Cognição social: estrutura e avaliação de um superconstruto

Quando pensamos em cognição social no campo da neuropsicologia ou psicologia, muitas vezes nos referimos a conceitos tais como empatia, reconhecimento de expressões emocionais, faciais, teoria da mente ou mentalização, etc.; no entanto, nem sempre temos uma ideia geral clara, ou um modelo sob o qual relacionar essas construções, e, a partir daí, organizar nosso trabalho de avaliação e tratamento de pessoas com déficits de cognição social.

Embora os modelos holísticos e detalhados de cognição social sejam escassos nas pesquisas atuais [1], há um consenso, no qual se afirma que a cognição social é um sistema de processamento de informação, no qual há múltiplas funções básicas envolvidas, as quais nos permitem que tenhamos um determinado comportamento social [1].

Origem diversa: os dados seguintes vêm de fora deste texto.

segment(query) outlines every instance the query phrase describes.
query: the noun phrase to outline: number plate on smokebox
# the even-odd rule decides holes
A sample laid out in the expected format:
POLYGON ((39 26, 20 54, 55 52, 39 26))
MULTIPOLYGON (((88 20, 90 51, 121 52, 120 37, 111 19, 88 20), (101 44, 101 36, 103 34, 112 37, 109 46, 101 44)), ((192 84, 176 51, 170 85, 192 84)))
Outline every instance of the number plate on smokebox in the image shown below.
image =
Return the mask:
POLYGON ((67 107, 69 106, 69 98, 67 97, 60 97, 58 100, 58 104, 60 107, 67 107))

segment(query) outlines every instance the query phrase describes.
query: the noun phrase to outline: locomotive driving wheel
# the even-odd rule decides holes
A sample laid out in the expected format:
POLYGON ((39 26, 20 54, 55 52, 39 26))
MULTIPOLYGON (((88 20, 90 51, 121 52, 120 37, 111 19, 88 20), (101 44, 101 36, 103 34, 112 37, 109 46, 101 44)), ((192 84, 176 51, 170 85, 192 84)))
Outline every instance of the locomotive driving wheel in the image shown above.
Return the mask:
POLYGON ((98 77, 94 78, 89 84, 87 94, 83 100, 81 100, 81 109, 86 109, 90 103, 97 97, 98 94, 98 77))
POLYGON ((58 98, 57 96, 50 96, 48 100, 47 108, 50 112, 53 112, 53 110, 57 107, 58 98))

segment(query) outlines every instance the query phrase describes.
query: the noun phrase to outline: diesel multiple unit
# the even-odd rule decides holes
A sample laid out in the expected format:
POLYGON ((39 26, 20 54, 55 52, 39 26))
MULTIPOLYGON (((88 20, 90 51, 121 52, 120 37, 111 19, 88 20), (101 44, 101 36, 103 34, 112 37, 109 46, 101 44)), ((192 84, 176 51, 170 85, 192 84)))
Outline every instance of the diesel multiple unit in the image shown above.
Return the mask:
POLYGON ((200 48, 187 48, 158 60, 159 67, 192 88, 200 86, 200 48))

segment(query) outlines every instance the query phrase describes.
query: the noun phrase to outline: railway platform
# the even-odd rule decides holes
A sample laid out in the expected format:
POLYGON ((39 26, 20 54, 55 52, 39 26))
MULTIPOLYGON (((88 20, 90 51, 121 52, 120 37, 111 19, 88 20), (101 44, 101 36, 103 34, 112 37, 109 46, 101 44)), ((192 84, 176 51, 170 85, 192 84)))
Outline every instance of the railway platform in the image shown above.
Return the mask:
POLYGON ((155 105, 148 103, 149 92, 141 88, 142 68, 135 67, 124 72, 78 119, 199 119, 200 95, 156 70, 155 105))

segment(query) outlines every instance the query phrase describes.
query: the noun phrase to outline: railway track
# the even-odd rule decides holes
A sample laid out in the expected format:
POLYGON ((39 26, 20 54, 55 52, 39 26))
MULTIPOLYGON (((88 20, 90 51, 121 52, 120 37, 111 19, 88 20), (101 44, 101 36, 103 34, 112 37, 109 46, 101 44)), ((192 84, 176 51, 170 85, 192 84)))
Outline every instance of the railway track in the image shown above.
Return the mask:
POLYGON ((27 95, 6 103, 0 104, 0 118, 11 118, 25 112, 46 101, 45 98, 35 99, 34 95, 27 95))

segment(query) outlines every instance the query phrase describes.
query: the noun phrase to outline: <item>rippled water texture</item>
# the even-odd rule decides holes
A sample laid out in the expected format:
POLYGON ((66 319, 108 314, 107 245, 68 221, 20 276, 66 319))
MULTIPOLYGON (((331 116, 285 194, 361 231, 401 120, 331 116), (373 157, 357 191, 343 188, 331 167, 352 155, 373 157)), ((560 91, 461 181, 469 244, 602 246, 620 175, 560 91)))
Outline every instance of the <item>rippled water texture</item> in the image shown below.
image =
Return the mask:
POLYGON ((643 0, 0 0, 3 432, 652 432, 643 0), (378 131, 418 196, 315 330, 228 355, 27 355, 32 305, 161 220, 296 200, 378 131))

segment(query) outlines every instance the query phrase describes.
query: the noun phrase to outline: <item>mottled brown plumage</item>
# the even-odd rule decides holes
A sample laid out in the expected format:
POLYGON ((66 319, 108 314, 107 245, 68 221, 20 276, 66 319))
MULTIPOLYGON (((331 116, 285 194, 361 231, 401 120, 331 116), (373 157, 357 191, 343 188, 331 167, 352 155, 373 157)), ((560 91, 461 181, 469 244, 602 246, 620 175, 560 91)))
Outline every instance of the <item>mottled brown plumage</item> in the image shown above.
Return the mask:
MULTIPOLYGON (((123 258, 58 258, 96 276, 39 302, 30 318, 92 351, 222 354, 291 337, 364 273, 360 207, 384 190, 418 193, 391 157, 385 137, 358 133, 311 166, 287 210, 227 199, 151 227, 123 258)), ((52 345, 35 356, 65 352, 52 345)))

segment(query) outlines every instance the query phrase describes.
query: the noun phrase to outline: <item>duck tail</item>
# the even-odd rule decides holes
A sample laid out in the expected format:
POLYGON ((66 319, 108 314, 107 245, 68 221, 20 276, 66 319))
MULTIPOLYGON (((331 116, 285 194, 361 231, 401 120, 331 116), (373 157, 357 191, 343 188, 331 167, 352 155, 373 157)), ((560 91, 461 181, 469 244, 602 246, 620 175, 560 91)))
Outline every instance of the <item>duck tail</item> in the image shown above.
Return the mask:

Quais são as funções básicas incluídas pela cognição social e como elas se relacionam entre si para dar origem a um comportamento social?

A partir de uma recente revisão de Sánchez-Cubillo, Tirapu-Ustárroz e Adrover-Roig [1], e do modelo de fluxo do processamento socioemocional de Ochsner [2], fez-se uma publicação que resume o conceito, a estrutura e alguns testes de avaliação da cognição social: uma superconstrução.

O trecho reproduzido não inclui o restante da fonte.